Can I delete a union component without checking whether it stores that object?

Question

I mean the following. I have a few classes which inherit the same base class. Union consists of pointers of these classes:

#include "stdio.h"

class A {
public:
    A() { printf("A\n"); }
    virtual ~A() { printf("~A\n"); }
};

class B  : public A {
public:
    B() { printf("B\n"); }
    virtual ~B() { printf("~B\n"); }
};

class C : public A {
public:
    C() { printf("C\n"); }
    virtual ~C() { printf("~C\n"); }
};

int main() {
    union {
        B* b;
        C* c;
    } choice;
    choice.b = new B();
    delete choice.c;    //We have B object, but deleting C
    return 0;
}

It seems to work, but I'm not sure if it isn't implementation-specific behaviour. Can I use such weird deleting method or should I remember a type of stored object and delete it respectively?

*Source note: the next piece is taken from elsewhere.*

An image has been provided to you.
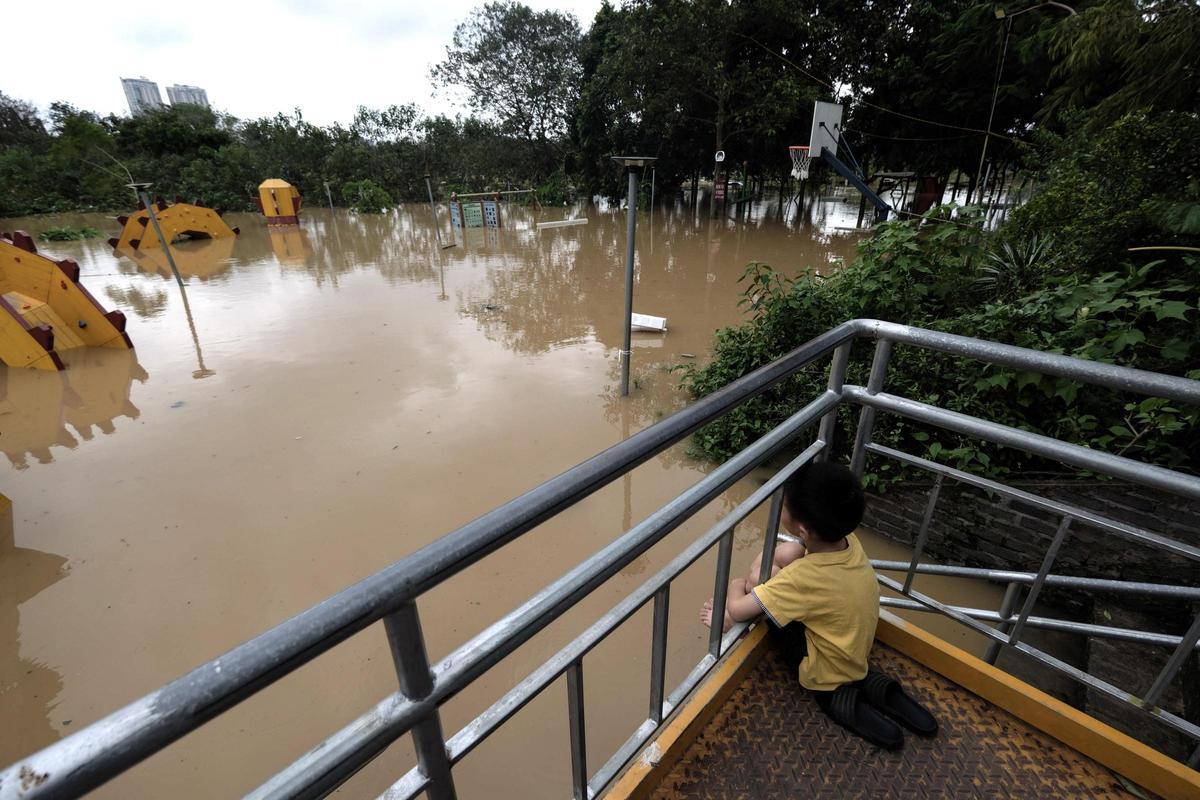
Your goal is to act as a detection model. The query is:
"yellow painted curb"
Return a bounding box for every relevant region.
[605,622,767,800]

P.S. I use C++11 and want it works on both GCC and Visual C++ (2012 and higher). In a real project I have more complex class hierarchy but all of them are successors (directly or indirectly) of the same abstract base class

Answer 1

This is a double dose of undefined behavior. First, you can't delete a B through a pointer to C. §5.3.5 [expr.delete]/p3:

In the first alternative (delete object), if the static type of the object to be deleted is different from its dynamic type, the static type shall be a base class of the dynamic type of the object to be deleted and the static type shall have a virtual destructor or the behavior is undefined. In the second alternative (delete array) if the dynamic type of the object to be deleted differs from its static type, the behavior is undefined.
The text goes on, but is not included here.